McNeely kann auf einen wichtigen Eckpfeiler seiner Entwicklung zurückgreifen, wurde er doch 1978 Mitglied des Thad Jones/Mel Lewis Orchestras. Stan Getz, Phil Woods, David Liebman und Bobby Watson waren weitere bedeutsame Stationen seines Werdegangs. Seit Herbst 2011 arbeitet er als Chefdirigent der hr-Bigband des Hessischen Rundfunks in Frankfurt am Main.

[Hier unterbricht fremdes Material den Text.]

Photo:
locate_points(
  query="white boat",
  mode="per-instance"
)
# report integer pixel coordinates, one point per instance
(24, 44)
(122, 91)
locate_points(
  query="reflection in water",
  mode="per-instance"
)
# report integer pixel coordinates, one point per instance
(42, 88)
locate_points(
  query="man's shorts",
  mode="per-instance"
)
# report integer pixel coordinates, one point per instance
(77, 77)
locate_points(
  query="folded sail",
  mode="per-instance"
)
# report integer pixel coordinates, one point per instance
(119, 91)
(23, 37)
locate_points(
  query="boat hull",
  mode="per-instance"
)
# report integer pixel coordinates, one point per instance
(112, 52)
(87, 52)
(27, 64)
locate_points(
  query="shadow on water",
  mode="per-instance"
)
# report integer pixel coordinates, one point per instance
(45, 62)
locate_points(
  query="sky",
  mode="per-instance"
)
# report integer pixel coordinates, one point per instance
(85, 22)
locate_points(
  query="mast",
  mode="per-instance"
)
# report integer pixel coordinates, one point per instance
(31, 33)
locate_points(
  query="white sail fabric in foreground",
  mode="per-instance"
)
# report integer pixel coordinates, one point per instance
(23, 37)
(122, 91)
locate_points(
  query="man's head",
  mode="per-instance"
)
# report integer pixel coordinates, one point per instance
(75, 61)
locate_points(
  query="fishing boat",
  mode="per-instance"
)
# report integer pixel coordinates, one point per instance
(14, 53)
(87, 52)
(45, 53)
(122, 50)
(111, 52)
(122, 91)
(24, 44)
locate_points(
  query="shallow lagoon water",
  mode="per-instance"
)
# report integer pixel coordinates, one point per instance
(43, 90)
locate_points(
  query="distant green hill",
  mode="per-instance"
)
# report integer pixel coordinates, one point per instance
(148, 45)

Rituals soll eine Hommage an "Le Sacre Du Printemps" (Das Frühlingsopfer) von Igor Strawinsky sein. Dieses seinerzeit umstrittene Werk zeichnete sich durch sein rhythmischen und klanglichen Strukturen aus, durchsetzt mit zahlreichen Dissonanzen. Zur Entstehung von Rituals führte der Produzent der hr Big Band, Olaf Stötzler, aus: Das Werk ist entstanden durch einen Auftrag der Alten Oper Frankfurt, die 2013 ein Strawinsky-Festival gemacht hat. Damals gab es ein Musikfest um ein zentrales Werk der Klassik, in diesem Fall "Le Sacre Du Printemps". Die Idee war, Jim McNeely damit zu beauftragen, für Chris Potter dieses Werk zu schreiben. Es ist aber keine Jazz-Version von "Le Sacre du Printemps", sondern ein neues Werk. Es ist inspiriert von der Ton- und Klangsprache von "Le Sacre du Printemps". Die Aufführung war ein großer Erfolg, weshalb Potter und die hr Big Band sich entschlossen haben, das Ganze auch noch einmal in einer Studio-Aufnahme auf Tonträger zu bannen.

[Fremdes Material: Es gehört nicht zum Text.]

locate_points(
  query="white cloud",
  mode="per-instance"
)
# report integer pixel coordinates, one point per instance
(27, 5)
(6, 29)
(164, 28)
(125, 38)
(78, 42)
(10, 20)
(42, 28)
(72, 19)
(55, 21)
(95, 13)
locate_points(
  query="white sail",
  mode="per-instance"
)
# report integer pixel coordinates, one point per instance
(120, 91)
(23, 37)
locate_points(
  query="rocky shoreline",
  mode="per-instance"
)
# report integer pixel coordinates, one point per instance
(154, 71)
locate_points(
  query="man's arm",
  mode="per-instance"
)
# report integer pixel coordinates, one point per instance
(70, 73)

Aufgrund dieses Hintergrundwissens wird der Zugang zur Musik dieser Platte erleichtert. Die sechsteilige Suite "Rituals" beginnt mit Flöten und einem recht, im Sinne der Hommage wohl, dissonanten Ausdruck, Bläser, Schlagzeug, in der Tat ein wildes Durcheinander, in einem Tusch mündend, aus dem sich Chris Potter mit seinem Saxofon erhebt, und das Arrangement der Big Band umspielt das lautmalerisch. So stelle ich mir in der Tat Szenen eines Filmes vor, der dazu läuft. Ein wenig kommt mir hierbei auch "Peter und der Wolf" in den Sinn. Deutlich jedoch bemerkt man die Inspiration von Strawinsky, die sich durch die ganze Komposition zieht. McNeely hat dem originalen Werk im Übrigen noch einen zusätzlichen Satz spendiert, den er "Rebirth" nannte.

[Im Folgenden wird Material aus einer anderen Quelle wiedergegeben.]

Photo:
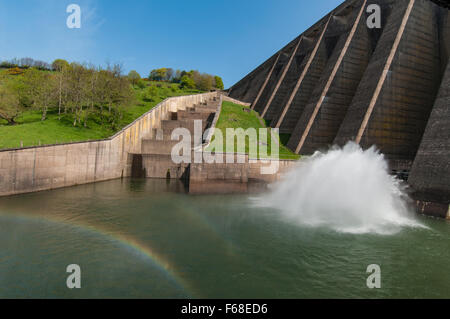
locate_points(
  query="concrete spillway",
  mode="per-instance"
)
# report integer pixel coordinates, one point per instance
(342, 80)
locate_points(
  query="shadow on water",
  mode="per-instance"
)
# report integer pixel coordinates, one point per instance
(142, 238)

Die Präsenz von Chris Potter ist allgegenwärtig, und er spielt mit Hingabe und voller Kraft. Muss er auch, um sich gegen das wuchtige Orchesterarrangement durchzusetzen. Doch es kann auch sanfter klingen, bereits beim 2.Satz - "Adoration II" - schwelgen Band und Solist in sanfter Anmut dahin, ich versuche, einfach zu spüren - und spüre etwas, das mir bekannt vorkommt, nur in anderer Form. Und das ist diese gewisse Spiritualität, wie sie von Teilen der Musik von John Coltrane ausging. Doch das betrifft nur die ruhigen Momente, auch in den grundsätzlich ruhigeren Songs kommt es immer wieder zum Anschwellen der Stimmung und zu mächtigem Druck.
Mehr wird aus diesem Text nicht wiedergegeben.